Here I am. Trying to write and upload as much as I can. There's people around me. Noise. A change from the stillness of the wilderness that is now my home. The photographs I am offering today is of Marika and her foal Silvia and me and Obama, who is now gone to another field.
Tuesday 13 July 2010
Being content in your place. Being quiet about what I have chosen. In the hot summer I am inside myself and I am glad I have made the decisions I have made. I love myself and I am in a place of quiet and serenity.
Saturday 10 July 2010
Someone very dear to me suggested I could make money by writing. I have stopped writing straight away. It has taken me a week to write and I am only writing to give away this realisation. to change the curse. I have stopped anything I liked when it had a possibility of making me some money. What is this? Some kind of reaction? Childish reaction? Why does little Elina not want to make money using something she really likes? Because then she might not like it anymore.
Another thing that is constantly on my mind is volunteering. Working for food and shelter. I find it fullfilling and it is like healing my soul. Again another situation where I don't have to think about money. Do I come from a planet where money was not an issue? On the other hand I am very happy. Full. I have more than I need. There are horses around me and food on the table. I am free to be here or anywhere else in the planet. I am loved and appreciated. What does a human being want besides love, understanting and a full stomach?
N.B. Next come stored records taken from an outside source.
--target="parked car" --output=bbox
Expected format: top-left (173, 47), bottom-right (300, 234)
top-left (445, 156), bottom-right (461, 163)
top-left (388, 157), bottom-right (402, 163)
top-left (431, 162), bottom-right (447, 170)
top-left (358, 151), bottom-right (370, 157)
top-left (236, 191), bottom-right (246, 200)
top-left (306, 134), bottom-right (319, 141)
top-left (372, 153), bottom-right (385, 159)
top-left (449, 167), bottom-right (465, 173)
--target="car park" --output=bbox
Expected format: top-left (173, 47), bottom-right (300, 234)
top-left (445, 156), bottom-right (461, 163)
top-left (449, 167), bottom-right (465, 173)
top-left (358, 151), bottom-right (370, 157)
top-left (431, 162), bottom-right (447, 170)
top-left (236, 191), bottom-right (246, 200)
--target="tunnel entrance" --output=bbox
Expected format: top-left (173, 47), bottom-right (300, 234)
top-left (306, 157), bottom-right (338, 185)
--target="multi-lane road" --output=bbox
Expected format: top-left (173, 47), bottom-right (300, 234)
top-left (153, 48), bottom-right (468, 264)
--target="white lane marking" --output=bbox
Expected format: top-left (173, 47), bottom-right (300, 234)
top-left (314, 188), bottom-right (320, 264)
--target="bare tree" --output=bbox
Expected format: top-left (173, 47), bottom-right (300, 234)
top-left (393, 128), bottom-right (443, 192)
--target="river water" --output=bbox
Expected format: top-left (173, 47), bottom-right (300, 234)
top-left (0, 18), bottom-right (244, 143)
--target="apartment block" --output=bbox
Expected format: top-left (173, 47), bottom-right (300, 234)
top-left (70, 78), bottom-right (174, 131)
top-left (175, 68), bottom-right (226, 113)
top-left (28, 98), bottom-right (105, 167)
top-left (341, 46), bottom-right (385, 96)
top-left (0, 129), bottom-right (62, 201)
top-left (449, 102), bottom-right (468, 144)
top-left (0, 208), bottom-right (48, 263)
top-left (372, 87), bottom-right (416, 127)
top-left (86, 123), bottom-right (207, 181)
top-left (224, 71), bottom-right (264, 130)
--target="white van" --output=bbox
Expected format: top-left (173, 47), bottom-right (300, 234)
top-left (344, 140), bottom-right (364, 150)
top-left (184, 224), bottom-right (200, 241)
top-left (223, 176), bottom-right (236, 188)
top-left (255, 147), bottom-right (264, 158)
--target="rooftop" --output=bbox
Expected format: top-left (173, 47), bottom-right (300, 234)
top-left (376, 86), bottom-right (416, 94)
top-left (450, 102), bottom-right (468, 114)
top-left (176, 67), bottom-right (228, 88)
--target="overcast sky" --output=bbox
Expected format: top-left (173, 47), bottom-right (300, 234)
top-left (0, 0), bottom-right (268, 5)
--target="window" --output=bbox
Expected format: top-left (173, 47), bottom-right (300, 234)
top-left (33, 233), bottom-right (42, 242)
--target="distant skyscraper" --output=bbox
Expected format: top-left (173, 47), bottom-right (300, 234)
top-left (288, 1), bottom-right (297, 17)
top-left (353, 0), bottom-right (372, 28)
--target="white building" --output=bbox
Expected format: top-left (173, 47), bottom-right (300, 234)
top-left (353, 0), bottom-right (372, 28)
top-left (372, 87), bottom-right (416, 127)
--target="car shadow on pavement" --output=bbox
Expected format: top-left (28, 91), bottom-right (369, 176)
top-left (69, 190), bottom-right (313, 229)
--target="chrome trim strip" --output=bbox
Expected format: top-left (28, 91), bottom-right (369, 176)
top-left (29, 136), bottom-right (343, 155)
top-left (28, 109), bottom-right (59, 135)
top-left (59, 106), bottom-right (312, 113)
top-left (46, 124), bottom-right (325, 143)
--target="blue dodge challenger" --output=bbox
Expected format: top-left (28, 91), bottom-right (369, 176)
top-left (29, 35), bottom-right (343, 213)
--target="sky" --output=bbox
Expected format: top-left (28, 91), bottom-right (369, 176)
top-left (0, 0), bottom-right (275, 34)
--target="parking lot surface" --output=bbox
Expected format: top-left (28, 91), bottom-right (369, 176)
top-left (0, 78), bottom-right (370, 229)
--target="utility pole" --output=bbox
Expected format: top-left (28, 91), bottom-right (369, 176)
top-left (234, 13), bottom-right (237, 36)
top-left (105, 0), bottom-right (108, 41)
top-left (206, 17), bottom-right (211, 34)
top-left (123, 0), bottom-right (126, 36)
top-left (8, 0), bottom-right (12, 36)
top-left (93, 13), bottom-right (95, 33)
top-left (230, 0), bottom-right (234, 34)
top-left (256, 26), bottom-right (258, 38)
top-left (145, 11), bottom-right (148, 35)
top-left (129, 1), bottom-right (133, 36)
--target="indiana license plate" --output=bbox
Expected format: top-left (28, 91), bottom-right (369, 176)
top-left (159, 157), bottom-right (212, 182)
Before I go to bed every night I take a moment to look at the stars. The vast sky up there with all these twingling stars. I have peace of mind. Simple things, simple talks, simple conserns. Taking it easy. No city running around. Lemons and pears on the trees. Spider webs that get stuck in my hair while picking up lemons. Little Sylvia, the daughter of Marika, the little foal I saw when it was born. I bend down on my knees and she finds the courage to come close and sniff me and lick me and hug me. Pure bliss.
Life is magic. Yet we get tangled up in mind games. But that is just perspective. Life is still magic whether we see it or not. And I will keep writing. Whether it brings me money or not.